Von wo aus sollen die Fürbitten vorgetragen werden?   H. M.

Bei dieser Frage sind mehrere Faktoren zu berücksichtigen:

  • Wenn sich das Gebet recht bald an die Schriftverkündigung anschließt, ist der Ambo ein geeigneter Ort. Denn die Fürbitten wachsen aus dem gehörten Wort Gottes heraus, das die Gläubigen bewegt, sich im Gebet für die Sorgen und Nöte der Kirche und der Welt einzusetzen.

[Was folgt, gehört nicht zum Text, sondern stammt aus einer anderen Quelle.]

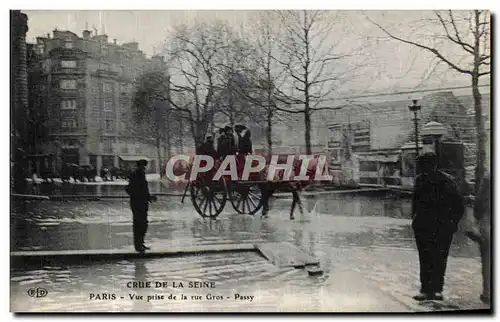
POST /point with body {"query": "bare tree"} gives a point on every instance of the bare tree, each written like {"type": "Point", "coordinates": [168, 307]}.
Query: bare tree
{"type": "Point", "coordinates": [314, 59]}
{"type": "Point", "coordinates": [268, 71]}
{"type": "Point", "coordinates": [469, 32]}
{"type": "Point", "coordinates": [195, 62]}
{"type": "Point", "coordinates": [151, 109]}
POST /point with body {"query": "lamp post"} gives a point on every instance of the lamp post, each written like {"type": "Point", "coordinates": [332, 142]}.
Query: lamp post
{"type": "Point", "coordinates": [435, 130]}
{"type": "Point", "coordinates": [415, 108]}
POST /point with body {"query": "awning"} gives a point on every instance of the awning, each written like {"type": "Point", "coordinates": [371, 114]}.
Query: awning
{"type": "Point", "coordinates": [134, 158]}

  • Bei einer kleineren Feiergemeinde (z. B. Stundengebet, Andachten, Kindergottesdienste oder Sakramentenfeiern im kleinen Kreis) wäre es jedoch der Versammlung angemessener, wenn die Fürbitten vom Platz des Vorbeters aus gesprochen werden.
  • Großen Symbolcharakter hat der Vortrag der Fürbitten „aus der Gemeinde heraus“. Dies hebt hervor, dass die Fürbitten das Gebet der Gläubigen, die oratio fidelium, sind. Hierzu kann das Mikrofon z. B. im Mittelgang stehen. Dies ist auch dann sinnvoll, wenn die Fürbitten als direkte Anrede an Gott oder Christus formuliert sind.
  • Das Mikrofon des Vorstehers ist nicht geeignet, denn diejenigen, die die Fürbitten vortragen, stehen nicht der Feier vor (vgl. 1 Kor 12,4-11). Von möglichen Platzproblemen an diesem Ort abgesehen, könnte so auch der Eindruck entstehen, die Fürbitten seien kein eigenes Gebet der Gläubigen, sondern nur im Beisein eines Geistlichen gültig.